Unseasonably soft and mild, the fitful southwest breeze ruffled the thinning oiled hair which the Reverend Alredge Merewode had so carefully combed across the crown of his head, threatening with each errant gust to reveal the tonsure-shaped bald spot which the cleric strove to conceal whilst among his fellows at the University, but— “And thanks to the All Mighty,” he whispered through lips rough-chapped and just slightly numb from the half hour or so he’d spent skating the sun-sheened surface of Loch Coventina—since he was currently the only living soul within sight or hearing occupying the immediate area on this late December afternoon, the Reverend found no need to stop his daily exercise in order to secure his neck-scarf over his almost-unveiled pate. That such an act would have suggested a most unseemly show of vanity was not a concern of the good Reverend—ever since his hair began to thin during his days in the seminary, Alredge unconsciously began to use his remaining locks as a form of natural camouflage for Nature’s tonsorial stinginess—rather, Reverend Merewode was instead concerned about the cutting-short of his time spent gliding across the lake’s frigid winter flesh.

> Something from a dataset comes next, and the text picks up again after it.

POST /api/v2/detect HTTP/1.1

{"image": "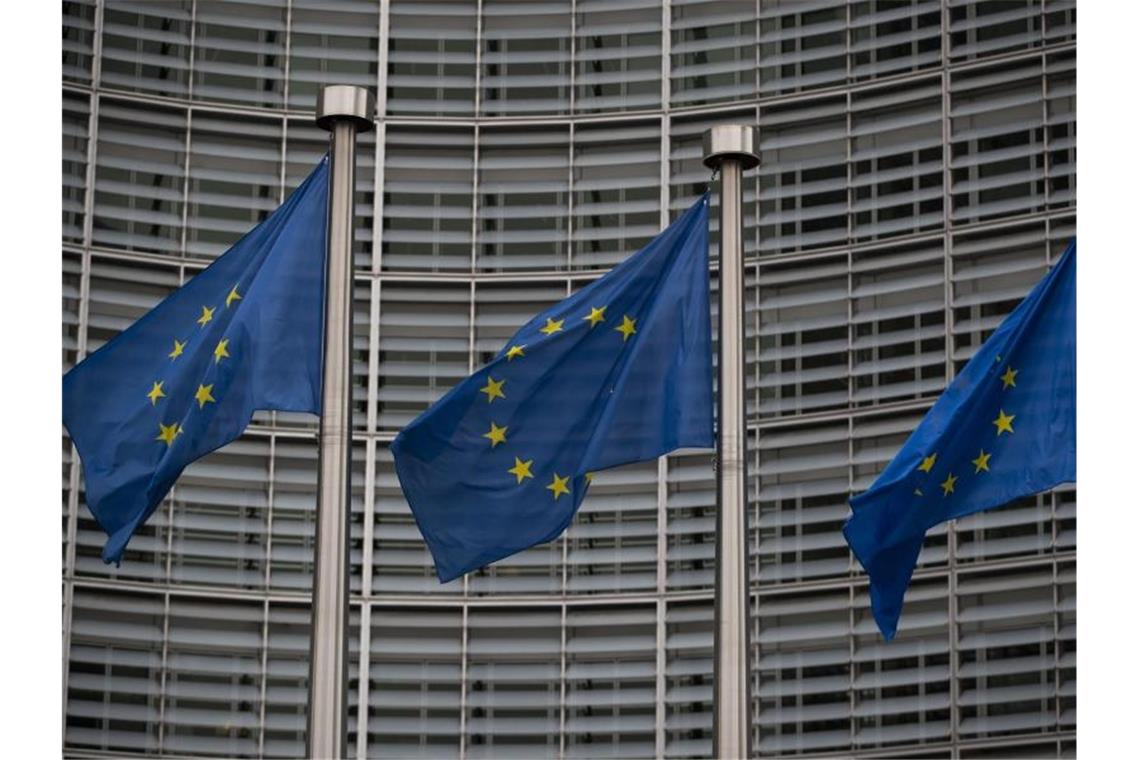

Framed from the casual prying eye by a monk’s fringe of larch and pine, Loch Coventina was off-set by a quarter mile from any road or path, so that on its opaque whiteness, Alredge Merewode could guiltlessly cast off his mantle of clerical obligations to his fellow clerics and students, even as he surrendered his albeit lumpy and ungraceful earthly self to the momentum-driven snniiiccckkk and shhhuuussshhh of his blades gliding across the glistening cold ice. Borne across and around the ice on curled-toe skates, he could surrender himself to the cold, to the relentless forward motion, to the grayish-greenish-bluish blur of the surrounding trees and distant mountains—and to the keening undulation of the wind rushing through the needle-burdened branches, the frost-stiffened rushes and reeds surrounding the loch.

The crisp, sustained whoosh and shwoosh of each blade’s journey across the ice (the sharp metal just barely incising a trail on the hoarfrost behind) formed a soothing counterpoint to the susurration of the wind, one which eased the lines of worry from Merewode’s typically furrowed brow, and one which allowed him to exchange the downward turn of his parched lips for a slight but mentally significant upward arc...until the cleric noticed that the wind’s erratic counterpoint was a counterpoint no longer.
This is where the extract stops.